Sangatta – Di tengah tantangan penurunan angka stunting dan pengentasan kemiskinan ekstrem, Dinas Pengendalian Penduduk dan Keluarga Berencana (DPPKB) Kutai Timur menghadirkan dua program unggulan sebagai strategi terobosan. Program tersebut adalah AKSIS (Akademik, Kolaborasi, Penanganan Kemiskinan dan Stunting) dan Sekolah Lansia, yang akan mulai dijalankan pada awal tahun 2026.
Kepala DPPKB Kutim, Achmad Junaidi, menjelaskan bahwa AKSIS dirancang sebagai ruang belajar terpadu lintas Organisasi Perangkat Daerah (OPD) untuk membedah dan mengintegrasikan program penanganan stunting dan kemiskinan. Program ini akan melibatkan pelatihan bersama dengan Lembaga Administrasi Negara (LAN) yang menyelaraskan teori dan praktik di lapangan.
“Satu angkatan terdiri dari 30 peserta dari OPD-OPD terkait. Melalui AKSIS, kita akan duduk bersama membedah data dan program masing-masing agar lebih terintegrasi menuju satu tujuan, yaitu percepatan penurunan stunting,” ujar Junaidi, Senin (3/11/2025).
Ia menilai bahwa selama ini banyak program berjalan sendiri-sendiri tanpa sinergi yang kuat. Lewat AKSIS, diharapkan tiap intervensi saling menguatkan, sehingga alokasi anggaran menjadi lebih efisien dan tepat sasaran.

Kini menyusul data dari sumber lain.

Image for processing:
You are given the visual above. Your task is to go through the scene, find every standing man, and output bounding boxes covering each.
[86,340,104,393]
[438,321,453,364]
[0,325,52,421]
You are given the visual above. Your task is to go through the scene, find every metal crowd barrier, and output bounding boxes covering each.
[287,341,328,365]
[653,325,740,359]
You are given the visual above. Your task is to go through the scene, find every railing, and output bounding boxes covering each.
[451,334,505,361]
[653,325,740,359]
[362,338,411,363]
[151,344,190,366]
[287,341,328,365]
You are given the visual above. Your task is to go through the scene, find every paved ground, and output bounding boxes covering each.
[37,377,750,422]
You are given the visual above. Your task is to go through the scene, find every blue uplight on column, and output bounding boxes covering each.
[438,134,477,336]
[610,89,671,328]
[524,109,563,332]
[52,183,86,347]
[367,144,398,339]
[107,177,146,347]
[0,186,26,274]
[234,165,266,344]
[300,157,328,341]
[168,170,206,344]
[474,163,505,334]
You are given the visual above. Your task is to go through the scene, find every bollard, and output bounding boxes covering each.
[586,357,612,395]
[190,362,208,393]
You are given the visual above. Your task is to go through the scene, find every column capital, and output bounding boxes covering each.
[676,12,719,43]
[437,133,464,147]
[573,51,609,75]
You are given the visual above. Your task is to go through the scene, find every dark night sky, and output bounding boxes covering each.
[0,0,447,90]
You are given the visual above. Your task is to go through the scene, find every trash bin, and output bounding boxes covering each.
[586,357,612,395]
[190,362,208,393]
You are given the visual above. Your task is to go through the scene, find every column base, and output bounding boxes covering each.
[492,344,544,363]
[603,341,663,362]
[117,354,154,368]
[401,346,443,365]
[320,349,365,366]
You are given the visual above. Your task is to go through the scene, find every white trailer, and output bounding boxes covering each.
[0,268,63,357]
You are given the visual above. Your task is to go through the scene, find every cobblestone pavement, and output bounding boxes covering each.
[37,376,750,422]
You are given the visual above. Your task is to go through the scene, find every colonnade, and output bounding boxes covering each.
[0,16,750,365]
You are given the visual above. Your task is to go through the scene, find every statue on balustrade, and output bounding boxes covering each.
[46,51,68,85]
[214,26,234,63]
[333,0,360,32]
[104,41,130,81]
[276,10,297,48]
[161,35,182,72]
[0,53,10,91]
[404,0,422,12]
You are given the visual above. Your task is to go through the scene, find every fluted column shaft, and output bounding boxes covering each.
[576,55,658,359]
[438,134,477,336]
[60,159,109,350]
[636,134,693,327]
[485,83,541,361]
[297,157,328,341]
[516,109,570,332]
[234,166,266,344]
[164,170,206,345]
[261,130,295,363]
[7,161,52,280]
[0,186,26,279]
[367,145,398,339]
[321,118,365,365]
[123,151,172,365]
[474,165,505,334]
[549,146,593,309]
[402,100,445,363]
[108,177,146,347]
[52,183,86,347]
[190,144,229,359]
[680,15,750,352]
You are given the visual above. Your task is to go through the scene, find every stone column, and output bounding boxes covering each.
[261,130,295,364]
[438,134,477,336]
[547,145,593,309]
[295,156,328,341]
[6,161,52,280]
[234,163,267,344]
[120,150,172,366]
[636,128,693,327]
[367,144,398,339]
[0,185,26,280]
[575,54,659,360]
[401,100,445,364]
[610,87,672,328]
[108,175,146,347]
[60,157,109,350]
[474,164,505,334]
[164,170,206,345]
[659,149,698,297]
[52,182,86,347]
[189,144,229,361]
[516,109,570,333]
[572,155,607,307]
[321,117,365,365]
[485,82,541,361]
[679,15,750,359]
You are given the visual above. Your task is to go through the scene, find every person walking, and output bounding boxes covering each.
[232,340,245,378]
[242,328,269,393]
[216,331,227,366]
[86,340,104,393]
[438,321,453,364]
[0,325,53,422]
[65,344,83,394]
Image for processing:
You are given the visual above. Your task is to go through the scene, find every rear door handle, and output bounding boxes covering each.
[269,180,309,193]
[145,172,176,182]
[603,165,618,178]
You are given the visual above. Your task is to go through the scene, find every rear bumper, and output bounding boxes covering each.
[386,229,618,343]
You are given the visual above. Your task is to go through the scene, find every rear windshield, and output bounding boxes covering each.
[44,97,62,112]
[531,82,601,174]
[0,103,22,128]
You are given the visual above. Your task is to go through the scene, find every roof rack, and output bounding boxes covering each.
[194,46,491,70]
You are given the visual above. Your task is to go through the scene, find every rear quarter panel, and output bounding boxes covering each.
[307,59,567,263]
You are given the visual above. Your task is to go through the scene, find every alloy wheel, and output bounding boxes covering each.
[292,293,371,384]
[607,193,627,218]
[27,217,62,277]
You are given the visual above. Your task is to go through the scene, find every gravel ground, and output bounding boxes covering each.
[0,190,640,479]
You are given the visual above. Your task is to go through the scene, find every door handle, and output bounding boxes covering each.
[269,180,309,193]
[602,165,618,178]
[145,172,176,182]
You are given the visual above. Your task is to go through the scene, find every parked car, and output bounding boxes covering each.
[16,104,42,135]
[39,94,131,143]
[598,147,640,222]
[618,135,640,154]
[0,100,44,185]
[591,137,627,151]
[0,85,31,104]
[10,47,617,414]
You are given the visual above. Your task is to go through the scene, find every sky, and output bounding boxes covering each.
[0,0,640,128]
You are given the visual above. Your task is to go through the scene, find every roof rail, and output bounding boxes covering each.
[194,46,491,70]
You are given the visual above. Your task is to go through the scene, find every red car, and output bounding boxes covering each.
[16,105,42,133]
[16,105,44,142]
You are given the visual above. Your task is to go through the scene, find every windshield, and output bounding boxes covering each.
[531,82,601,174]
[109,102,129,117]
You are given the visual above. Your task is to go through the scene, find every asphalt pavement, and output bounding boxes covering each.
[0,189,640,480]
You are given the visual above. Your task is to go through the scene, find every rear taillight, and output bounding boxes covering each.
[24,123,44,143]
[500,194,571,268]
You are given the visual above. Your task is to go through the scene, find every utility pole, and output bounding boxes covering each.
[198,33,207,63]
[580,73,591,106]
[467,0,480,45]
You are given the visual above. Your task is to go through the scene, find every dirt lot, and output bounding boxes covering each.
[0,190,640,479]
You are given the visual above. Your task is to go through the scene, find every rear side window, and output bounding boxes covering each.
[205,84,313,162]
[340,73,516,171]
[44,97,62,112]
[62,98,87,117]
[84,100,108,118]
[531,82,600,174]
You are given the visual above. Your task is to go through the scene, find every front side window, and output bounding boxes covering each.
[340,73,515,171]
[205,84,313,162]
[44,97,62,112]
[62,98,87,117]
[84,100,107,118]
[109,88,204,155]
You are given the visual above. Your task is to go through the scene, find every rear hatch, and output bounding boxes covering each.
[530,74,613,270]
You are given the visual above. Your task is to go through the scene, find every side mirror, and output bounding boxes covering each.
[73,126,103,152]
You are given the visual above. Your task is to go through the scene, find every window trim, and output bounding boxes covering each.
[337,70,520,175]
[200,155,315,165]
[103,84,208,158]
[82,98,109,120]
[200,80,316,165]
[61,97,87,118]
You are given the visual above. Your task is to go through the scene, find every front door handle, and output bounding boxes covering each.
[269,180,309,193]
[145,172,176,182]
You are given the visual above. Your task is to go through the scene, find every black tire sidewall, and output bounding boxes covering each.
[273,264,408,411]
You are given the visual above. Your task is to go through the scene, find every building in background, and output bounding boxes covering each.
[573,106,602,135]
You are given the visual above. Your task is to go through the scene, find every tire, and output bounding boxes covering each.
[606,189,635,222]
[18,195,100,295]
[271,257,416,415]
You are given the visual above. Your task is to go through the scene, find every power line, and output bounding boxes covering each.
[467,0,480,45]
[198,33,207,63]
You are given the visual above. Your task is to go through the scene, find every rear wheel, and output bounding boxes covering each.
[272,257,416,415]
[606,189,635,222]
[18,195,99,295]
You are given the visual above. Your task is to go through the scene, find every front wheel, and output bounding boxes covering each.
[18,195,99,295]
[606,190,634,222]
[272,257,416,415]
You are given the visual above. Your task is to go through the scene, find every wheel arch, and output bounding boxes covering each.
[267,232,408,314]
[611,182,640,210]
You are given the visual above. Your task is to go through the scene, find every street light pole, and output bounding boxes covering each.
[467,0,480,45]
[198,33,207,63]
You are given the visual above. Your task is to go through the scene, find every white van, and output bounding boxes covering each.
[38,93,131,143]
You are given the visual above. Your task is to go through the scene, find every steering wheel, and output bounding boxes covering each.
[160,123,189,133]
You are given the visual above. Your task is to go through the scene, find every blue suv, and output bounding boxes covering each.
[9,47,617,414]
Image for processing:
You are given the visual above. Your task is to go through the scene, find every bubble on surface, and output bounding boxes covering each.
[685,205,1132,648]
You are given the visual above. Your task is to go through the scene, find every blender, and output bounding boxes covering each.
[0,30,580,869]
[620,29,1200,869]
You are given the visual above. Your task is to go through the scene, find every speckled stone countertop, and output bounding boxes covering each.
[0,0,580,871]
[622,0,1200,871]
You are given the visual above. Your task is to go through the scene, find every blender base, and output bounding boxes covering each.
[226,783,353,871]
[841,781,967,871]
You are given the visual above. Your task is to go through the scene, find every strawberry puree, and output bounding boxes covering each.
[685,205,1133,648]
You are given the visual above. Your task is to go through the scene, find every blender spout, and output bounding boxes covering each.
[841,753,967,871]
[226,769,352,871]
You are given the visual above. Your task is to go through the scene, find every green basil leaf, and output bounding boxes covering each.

Sementara itu, program Sekolah Lansia akan difokuskan pada pemberdayaan kelompok lanjut usia melalui pendekatan pendidikan non-formal. Program ini mencakup pemeriksaan kesehatan rutin, pelatihan keterampilan, edukasi tentang gizi dan emosi, serta kegiatan fisik seperti senam lansia.
“Harapannya, para lansia tidak hanya menjadi penerima bantuan, tetapi juga subjek pembangunan yang mampu berkontribusi di keluarga dan lingkungan,” tambah Junaidi.
Program ini juga akan diakhiri dengan seremoni wisuda sebagai bentuk apresiasi terhadap komitmen para peserta. DPPKB meyakini bahwa lansia yang sehat dan produktif dapat memperkuat kualitas pengasuhan dalam keluarga dan menciptakan stabilitas sosial.
Untuk memperkuat ketepatan sasaran program, DPPKB memanfaatkan data dari BINA Bangga Kencana BKKBN serta aplikasi Siga Elsimil. Data ini mencakup berbagai indikator kebutuhan dasar seperti rumah layak huni, ketersediaan toilet, hingga penggunaan alat kontrasepsi.
“Dari data itu kita bisa tahu siapa yang membutuhkan rumah layak huni, toilet, air bersih, atau termasuk dalam kelompok rentan,” jelasnya.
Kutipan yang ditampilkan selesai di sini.